Nymphs and adults achieved better engorgement and larger numbers of eggs when fed on whole blood with heparin as an anticoagulant than on defibrinated blood. Blood from three different animals were used: cattle, sheep, and chicken. Identical results were obtained when the blood was gotten from commercial sources or recently extracted and the anticoagulant used was heparin. On each feeding experiment, the average feeding rate for different instars was 90–100% when fresh heparinized blood was used as a diet. When commercial defibrinated lamb blood was used, the egg production decreased so dramatically that it was impossible to obtain a new generation.

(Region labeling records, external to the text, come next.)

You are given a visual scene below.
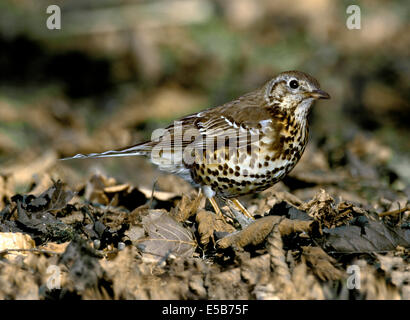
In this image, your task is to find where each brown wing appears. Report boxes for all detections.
[148,85,271,150]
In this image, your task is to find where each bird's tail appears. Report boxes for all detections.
[60,142,152,160]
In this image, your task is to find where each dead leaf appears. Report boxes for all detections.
[216,216,282,249]
[323,220,410,253]
[299,189,353,228]
[302,247,344,281]
[196,210,235,246]
[0,232,35,260]
[137,210,196,261]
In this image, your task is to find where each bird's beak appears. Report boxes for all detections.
[309,89,330,99]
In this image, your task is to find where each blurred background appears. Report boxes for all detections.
[0,0,410,202]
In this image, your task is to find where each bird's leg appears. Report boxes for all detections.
[208,197,226,222]
[231,198,255,220]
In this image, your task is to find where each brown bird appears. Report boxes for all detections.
[64,71,330,217]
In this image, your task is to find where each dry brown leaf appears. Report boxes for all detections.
[196,210,235,246]
[137,210,196,261]
[302,247,344,281]
[171,194,203,222]
[299,189,353,228]
[38,242,70,253]
[216,216,282,249]
[0,232,36,260]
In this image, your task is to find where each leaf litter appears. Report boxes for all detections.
[0,136,410,299]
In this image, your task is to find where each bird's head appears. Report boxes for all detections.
[264,71,330,117]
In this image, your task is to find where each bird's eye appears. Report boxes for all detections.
[289,80,299,89]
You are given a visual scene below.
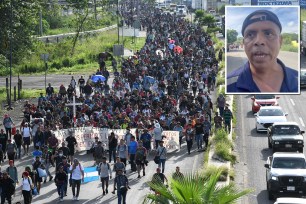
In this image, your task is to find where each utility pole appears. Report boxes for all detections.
[8,0,13,110]
[117,0,119,45]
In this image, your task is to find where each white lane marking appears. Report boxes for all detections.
[290,98,295,106]
[299,117,305,127]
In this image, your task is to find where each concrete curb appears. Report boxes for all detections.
[207,85,234,186]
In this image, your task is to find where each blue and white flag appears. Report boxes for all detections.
[84,167,99,183]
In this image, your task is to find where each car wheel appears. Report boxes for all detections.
[268,190,274,200]
[268,138,272,149]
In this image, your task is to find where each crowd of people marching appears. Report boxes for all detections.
[0,5,233,204]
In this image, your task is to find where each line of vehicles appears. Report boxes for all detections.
[251,95,306,204]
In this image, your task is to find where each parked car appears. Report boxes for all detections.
[254,106,288,132]
[274,197,306,204]
[300,69,306,88]
[251,94,279,113]
[267,122,305,153]
[264,152,306,200]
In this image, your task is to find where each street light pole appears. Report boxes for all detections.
[8,0,13,110]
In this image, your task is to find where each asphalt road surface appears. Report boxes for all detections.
[235,90,306,204]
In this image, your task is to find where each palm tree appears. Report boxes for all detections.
[143,169,253,204]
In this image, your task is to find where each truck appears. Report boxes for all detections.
[264,152,306,200]
[301,21,306,56]
[267,122,305,153]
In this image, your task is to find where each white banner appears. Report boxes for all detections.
[53,127,136,151]
[163,130,180,150]
[53,127,179,151]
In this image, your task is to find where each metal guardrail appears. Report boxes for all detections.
[37,25,117,43]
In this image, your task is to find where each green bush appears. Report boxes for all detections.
[204,165,229,181]
[215,141,236,163]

We started our colony of C. lectularius from fourth-stage nymphs donated by our colleagues from Rahway, NJ. Le Sueur et al. (1993) obtained some of their colonies (e.g., C. lectularius) from other entomologists, and they consider adaptations to new food sources like anesthetized guinea pigs very important. These in vivo techniques and the experiments derived from them are expensive, imprecise, and normally require restraint facilities and cause discomfort to the experimental animal. By developing in vitro feeding techniques, it is possible to largely remove the necessity for the use of live experimental animals.
This study reports the maintenance of the entire life cycle of C. lectularius during more than 2 yr using artificial feeding. Schwan et al. (1991) reported the artificial feeding of O. moubata using a parafilm membrane; however, the design of their apparatus differed from ours. A very similar artificial feeder was described by Garcia et al. (1975) for the maintenance of Rhodnius prolixus.
In our study, nymphs and adults achieved better engorgement weights when fed on whole blood with heparin as an anticoagulant than on defibrinated blood. Similar observations were reported with Amblyomma variegatum (F.) by Voigt et al. (1993).
Moloo (1971) reported that the blood temperature was one of the most critical factors in membrane feeding of Glossina. Wallade et al. (1991) maintained a water bath at 42°C to heat the blood meal and membranes at 37°C, because they assumed that an important factor was the temperature gradient to attach the ticks to the membrane. In our study, we reproduced these conditions and efficient feeding was obtained.
Trials of artificial feeding of other insects, Glossinidae, through a synthetic silicone membrane were carried out by Pagot et al. (1973). These chemically inert membranes have physical qualities that allow them to be sterilized at high temperatures and conserved indefinitely. Although parafilm membranes cannot be sterilized, the cost is so low that a new membrane can be used each time. Slama and Williams (1966) described the action of the "paper factor" as an inhibitor of the embryonic development of an European bug, in contrast, we did not observe any effect derived from the filter paper strips.
This artificial feeding system could be applied to maintain different life cycles of other hematophagous arthropods. For instance, in our laboratory, all the stages of the life cycle of Ornithodoros erraticus (Lucas, 1849) are fed with this method. This parasite is being used to detect new drugs with activity against soft ticks in a new mouse model.